In 1957, Franco Toss left Berlin because of the blockade of the city. That year, he developed the first fully automated machine for the manufacture of polyethylene gloves. One year later, the first round-bottomed sealing system was launched, used in the manufacture of plastic inserts for steel drums.

In 1960, he began work as development manager at Hamac-Hansella, a company manufacturing packaging machines in Viersen, Germany. He developed for his employer the first moulded shoulders made from cast aluminium by the copy (contour) milling method, as well as the Tuff-Seal sealing system, which has been granted world wide patents. By means of this system, packaging with very high seam strengths could be manufactured on form/fill/seal machines for such difficult-to-fill materials as liquids, pastes, and warm contents. The system represents a technical standard to this day.

In 1965, Franco Toss left Hamac-Hansella, once again becoming an entrepreneur. In his own business - the present-day TOSS GmbH & Co. KG - he developed, among other things, a (patented) automatic packing machine (1967), and sold its license to Bosch, the successor to Hamac-Hansella. In 1968, the belt draw-off system was launched. This forms the basis for 90% of the form/fill/seal machines now in use worldwide.
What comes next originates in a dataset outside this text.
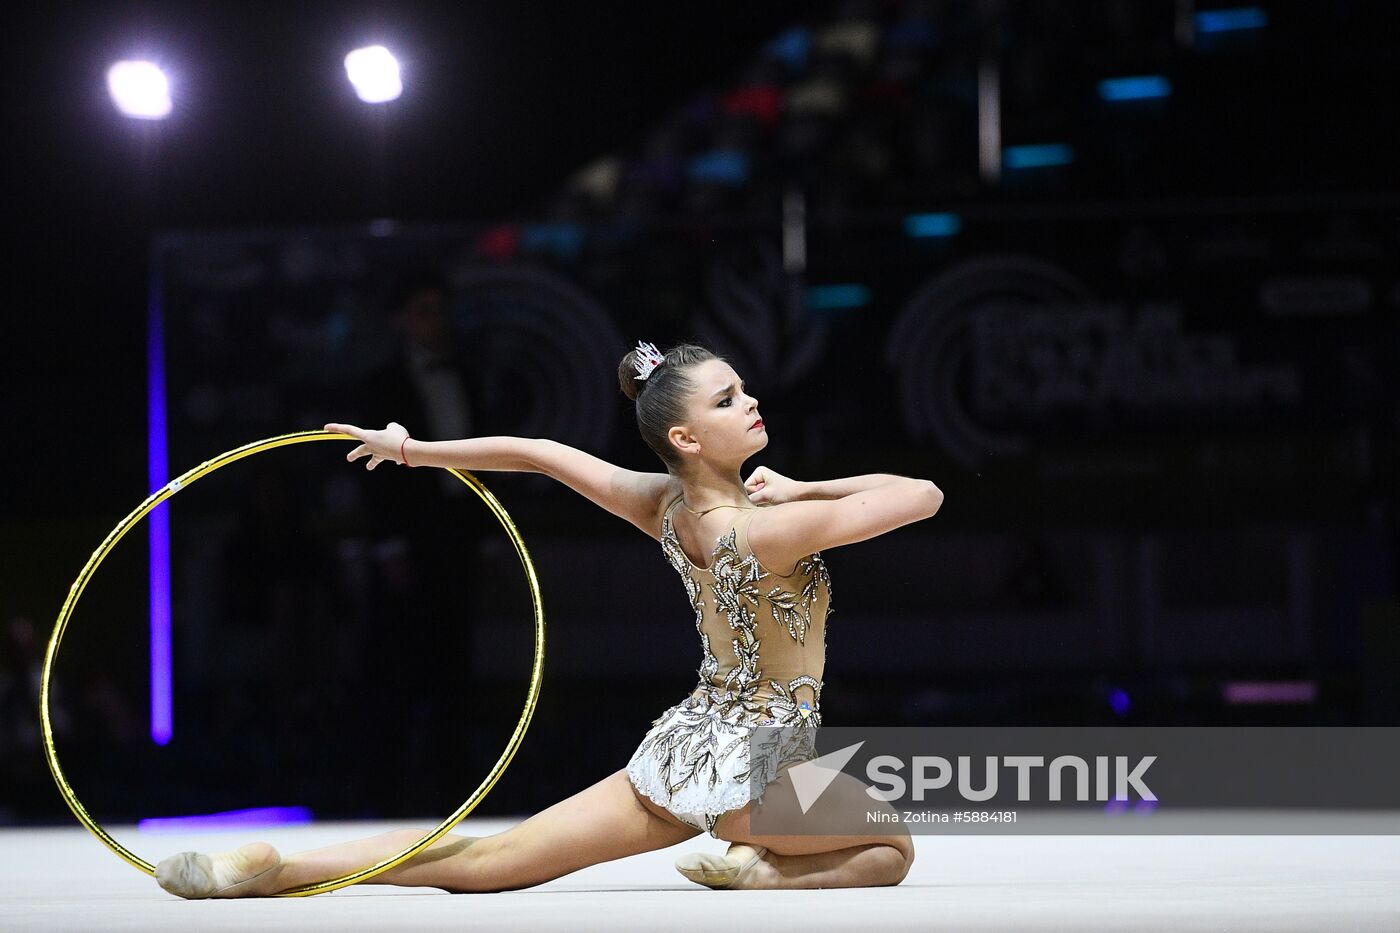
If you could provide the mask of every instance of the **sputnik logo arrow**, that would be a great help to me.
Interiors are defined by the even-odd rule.
[[[865,741],[861,740],[854,745],[827,752],[820,758],[804,761],[788,769],[788,776],[792,778],[792,789],[797,792],[797,805],[802,808],[804,816],[812,809],[812,804],[817,802],[817,798],[831,786],[831,782],[836,780],[836,775],[846,767],[846,762],[850,761],[864,744]]]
The first hot air sealing system was developed at TOSS in 1970. It meant that polyethylene films, for example, could be sealed continuously, while much shorter form/fill/seal machines could be constructed.

The numerous recent innovations include, in particular, the pneumatics cylinder with ball tracks, patented world-wide, as well as the manufacture of shoulders using new, computer-aided manufacturing processes.